故にミドガルドたちがどこかで無事に生き延びていなければならないという前提があった。その上で、彼らがミドガルドたちを探し出さなければならなかったはずだ。
それには、膨大な時間がかかる。
だというのに、どうやらみずから首を破壊した瞬間から、それほどの時間が経っていないらしいということが機能不全中も刻まれていた時間記録から判明し、彼女は困惑したのだ。まさか、ミドガルドが行動をともにしていたのか。
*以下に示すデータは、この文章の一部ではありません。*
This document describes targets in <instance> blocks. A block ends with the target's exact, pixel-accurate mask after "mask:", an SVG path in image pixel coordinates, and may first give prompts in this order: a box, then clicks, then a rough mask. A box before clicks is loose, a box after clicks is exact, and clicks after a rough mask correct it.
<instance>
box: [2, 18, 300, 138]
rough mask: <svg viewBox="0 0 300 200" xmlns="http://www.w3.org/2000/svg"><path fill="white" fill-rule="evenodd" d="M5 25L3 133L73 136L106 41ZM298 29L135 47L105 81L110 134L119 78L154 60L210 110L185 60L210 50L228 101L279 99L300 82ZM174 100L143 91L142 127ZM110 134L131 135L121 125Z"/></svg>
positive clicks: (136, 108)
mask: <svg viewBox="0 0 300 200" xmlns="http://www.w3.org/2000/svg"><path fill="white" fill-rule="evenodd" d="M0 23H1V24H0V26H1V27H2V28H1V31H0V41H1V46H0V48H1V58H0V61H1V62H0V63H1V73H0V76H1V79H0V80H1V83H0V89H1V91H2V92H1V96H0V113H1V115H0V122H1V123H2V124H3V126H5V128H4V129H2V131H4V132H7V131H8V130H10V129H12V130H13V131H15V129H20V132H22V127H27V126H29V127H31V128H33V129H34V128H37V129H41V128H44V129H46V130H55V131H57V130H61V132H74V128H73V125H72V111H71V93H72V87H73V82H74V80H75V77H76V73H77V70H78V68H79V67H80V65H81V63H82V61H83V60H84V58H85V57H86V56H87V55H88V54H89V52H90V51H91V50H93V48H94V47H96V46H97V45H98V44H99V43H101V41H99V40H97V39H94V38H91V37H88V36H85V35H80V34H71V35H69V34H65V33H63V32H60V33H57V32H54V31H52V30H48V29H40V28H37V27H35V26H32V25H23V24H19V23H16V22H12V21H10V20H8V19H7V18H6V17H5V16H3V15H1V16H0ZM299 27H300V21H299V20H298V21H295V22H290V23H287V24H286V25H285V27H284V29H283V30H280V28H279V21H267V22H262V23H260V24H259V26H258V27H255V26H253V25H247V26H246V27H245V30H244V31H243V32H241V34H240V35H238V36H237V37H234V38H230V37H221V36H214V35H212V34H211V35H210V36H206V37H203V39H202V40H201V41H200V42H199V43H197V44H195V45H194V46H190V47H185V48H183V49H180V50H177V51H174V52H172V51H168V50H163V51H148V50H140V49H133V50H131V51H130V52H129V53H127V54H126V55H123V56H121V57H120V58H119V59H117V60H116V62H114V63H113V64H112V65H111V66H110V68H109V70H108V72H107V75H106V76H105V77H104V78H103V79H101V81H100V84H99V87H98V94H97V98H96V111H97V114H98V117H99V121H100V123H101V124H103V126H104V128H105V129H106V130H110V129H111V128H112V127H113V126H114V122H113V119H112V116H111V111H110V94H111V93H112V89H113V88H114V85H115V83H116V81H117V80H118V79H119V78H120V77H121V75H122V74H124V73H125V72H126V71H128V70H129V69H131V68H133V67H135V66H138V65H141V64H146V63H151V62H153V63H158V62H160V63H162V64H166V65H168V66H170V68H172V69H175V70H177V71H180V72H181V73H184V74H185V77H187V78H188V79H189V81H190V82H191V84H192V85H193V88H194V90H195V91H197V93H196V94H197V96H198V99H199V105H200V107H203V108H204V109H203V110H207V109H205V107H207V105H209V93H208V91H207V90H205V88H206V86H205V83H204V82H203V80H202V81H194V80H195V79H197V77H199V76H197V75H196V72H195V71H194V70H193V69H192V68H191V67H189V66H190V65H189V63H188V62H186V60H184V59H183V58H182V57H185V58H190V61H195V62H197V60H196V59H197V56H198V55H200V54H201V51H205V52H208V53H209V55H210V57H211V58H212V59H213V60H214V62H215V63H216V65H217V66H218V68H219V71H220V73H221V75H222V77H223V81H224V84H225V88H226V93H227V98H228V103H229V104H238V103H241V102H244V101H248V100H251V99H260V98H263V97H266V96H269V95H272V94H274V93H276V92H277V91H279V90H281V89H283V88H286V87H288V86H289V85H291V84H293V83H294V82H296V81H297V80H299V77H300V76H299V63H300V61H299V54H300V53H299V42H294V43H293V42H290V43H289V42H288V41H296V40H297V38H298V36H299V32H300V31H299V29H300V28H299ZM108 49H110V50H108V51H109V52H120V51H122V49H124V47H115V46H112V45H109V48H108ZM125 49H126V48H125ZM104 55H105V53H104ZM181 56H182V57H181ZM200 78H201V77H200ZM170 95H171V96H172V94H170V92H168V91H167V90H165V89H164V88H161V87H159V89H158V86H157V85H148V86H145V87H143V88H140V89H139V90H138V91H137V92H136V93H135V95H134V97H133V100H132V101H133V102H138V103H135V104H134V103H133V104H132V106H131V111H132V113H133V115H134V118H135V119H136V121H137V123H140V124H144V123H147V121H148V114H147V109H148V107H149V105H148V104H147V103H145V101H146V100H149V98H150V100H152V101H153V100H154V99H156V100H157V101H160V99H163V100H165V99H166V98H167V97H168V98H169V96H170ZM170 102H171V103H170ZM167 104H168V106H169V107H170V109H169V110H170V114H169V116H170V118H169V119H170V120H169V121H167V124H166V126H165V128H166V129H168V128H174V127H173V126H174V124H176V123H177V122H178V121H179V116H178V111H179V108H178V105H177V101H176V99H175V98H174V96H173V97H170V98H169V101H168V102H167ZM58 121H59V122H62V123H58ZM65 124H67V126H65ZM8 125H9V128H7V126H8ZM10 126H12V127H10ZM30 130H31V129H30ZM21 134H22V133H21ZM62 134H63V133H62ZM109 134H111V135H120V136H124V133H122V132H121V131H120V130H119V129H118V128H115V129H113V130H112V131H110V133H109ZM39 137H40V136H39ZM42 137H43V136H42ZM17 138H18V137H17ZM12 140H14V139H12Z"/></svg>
そんな期待は、つぎに飛び込んできた言葉によって否定された。
「感謝するのであれば、ミドガルド=ウェハラムとやらにしておくのだな。彼が、わけもわからぬおまえに魔晶人形のすべてを託したおかげで、ウルクを修復できたのだ」
記憶にない少女の声は、彼女の主に対してどこか尊大に聞こえて、彼女はむっとした。瞼を開く。少女を睨み付けようと視線を動かそうとした彼女だったが、その途中で目が止まってしまった。少し右を向くと、そこに彼女にとってもっとも大切なひとがいたからだ。
「ミドガルドさ――」
彼は、ミドガルドについて言及しようとしたらしいが、彼女と目が合った瞬間、口をあんぐりと開けたまま、目を瞬かせた。そして、人目も憚らず彼女に抱きついてきたものだから、彼女は、今度こそ呆然となった。まるで夢を見ているようだった。
「ウルク! 目が覚めたんだな! 良かった! 良かったよー!」
「セツナ……」
彼女は、彼に対する謝罪の言葉を飲み込まざるを得なかった。
それくらい、彼は、ウルクの覚醒を喜んでいたのだ。
それは、彼女にとっても歓喜以外の何者でもなかった。